The Ford Super High Output (SHO) V8 engine was designed and built by Ford Motor Company in conjunction with Yamaha Motor Corporation for use in the 1996 Ford Taurus SHO. It was based on the successful Ford Duratec engine rather than its predecessor, the compact Ford SHO V6 engine developed by Yamaha for the 1989 Taurus SHO. The engine was retired in 1999 when production of the third-generation Taurus SHO ended.

== 3.4 L ==

The 3.4 L SHO V8 was introduced in the spring of 1996. It incorporated many of the traits of the SHO V6, including the aluminum cylinder heads and 4 valves per cylinder DOHC design, but differed with an aluminum rather than iron block and no variable length intake manifold. A chain is also used to time the camshafts to crankshaft instead of the belts that the SHO V6s used. The SHO V8 has a split port style intake valve setup. The primary valve is exposed all the time and has the fuel injector spraying on it, while the secondary valve is only exposed when the Intake manifold Runner Control opens the secondary plates at 3400 rpm. These secondary valves are called "secondaries" by SHO enthusiasts. Power was similar too, at 235 hp and 230 lbft of torque.

Bore and stroke were identical to the Duratec 25 at 82.4 and 79.5 mm, respectively. The engines shared other traits as well, and insiders report that the designs are related, though not closely. Notably, the two engines share the same bell housing pattern and 60° V angle. The 60° angle makes it compact and more suitable for transverse mounting, but it is not ideally balanced—V8s are typically 90°—necessitating the use of a counter-rotating balance shaft.
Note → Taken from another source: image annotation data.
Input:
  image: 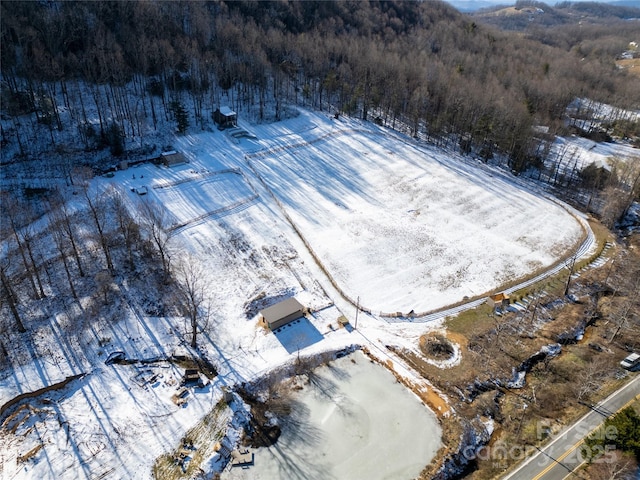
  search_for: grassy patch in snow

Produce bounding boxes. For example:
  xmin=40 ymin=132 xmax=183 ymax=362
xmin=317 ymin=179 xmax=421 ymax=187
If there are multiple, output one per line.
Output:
xmin=153 ymin=399 xmax=230 ymax=480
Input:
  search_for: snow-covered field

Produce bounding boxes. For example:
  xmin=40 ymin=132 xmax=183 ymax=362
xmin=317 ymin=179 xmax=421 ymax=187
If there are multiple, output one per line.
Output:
xmin=222 ymin=352 xmax=441 ymax=480
xmin=0 ymin=112 xmax=583 ymax=479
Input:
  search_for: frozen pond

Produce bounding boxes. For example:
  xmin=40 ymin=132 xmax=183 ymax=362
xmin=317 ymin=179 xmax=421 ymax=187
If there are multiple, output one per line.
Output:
xmin=222 ymin=351 xmax=441 ymax=480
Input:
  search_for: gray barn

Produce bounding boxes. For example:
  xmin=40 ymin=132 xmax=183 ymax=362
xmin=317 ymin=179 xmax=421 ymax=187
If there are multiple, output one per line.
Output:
xmin=260 ymin=297 xmax=305 ymax=330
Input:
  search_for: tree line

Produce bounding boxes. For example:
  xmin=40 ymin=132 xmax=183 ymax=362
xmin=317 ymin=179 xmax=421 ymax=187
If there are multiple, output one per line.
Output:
xmin=0 ymin=1 xmax=640 ymax=171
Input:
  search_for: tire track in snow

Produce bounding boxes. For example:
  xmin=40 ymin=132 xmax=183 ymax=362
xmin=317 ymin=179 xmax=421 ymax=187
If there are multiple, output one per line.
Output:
xmin=245 ymin=128 xmax=596 ymax=323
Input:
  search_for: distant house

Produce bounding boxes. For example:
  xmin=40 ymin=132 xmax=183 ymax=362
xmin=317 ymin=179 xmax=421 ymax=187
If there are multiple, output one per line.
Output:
xmin=487 ymin=292 xmax=511 ymax=308
xmin=213 ymin=107 xmax=238 ymax=129
xmin=260 ymin=297 xmax=305 ymax=330
xmin=160 ymin=150 xmax=188 ymax=167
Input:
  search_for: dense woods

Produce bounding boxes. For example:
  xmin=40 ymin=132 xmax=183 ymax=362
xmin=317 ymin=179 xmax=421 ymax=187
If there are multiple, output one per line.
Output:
xmin=1 ymin=1 xmax=640 ymax=171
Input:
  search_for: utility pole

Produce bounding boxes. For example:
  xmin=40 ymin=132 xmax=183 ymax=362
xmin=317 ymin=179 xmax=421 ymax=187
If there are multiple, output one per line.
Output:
xmin=353 ymin=297 xmax=360 ymax=330
xmin=564 ymin=252 xmax=578 ymax=297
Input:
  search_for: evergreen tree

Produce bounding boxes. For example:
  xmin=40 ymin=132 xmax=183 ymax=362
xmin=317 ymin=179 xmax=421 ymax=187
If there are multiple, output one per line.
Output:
xmin=170 ymin=100 xmax=189 ymax=133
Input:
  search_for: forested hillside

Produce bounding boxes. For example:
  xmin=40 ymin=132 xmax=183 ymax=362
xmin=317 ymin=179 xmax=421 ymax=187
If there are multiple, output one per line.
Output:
xmin=1 ymin=1 xmax=640 ymax=170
Manufacturing was also a shared process. Ford manufactured the aluminum engine blocks, using a patented Cosworth process, at their Windsor, Ontario plant, then shipped them to Japan for finishing by Yamaha. The finished engines were shipped back to the Taurus plant in Atlanta, Georgia for installation.

Unlike the SHO V6, the SHO V8's valvetrain was an "interference" design, one that is shared by many engines built today, meaning that the piston will collide with the valves if the camshaft or timing chain fails. Due to some cam sprocket failures, the engine acquired a reputation for potentially catastrophic failure.

=== Cam trouble ===

Soon after the introduction of the SHO V8 engine, widespread problems with the cam sprockets began to surface. Yamaha had used a relatively unusual method, called "swaging", of affixing the cam sprockets to the camshafts. The cam sprockets were fastened to the hollow camshafts by forcing a metal ball which was slightly larger than the interior diameter of the camshaft through the center of the camshaft, thus expanding the metal slightly and creating a mechanical bond between the cam sprocket and the camshaft.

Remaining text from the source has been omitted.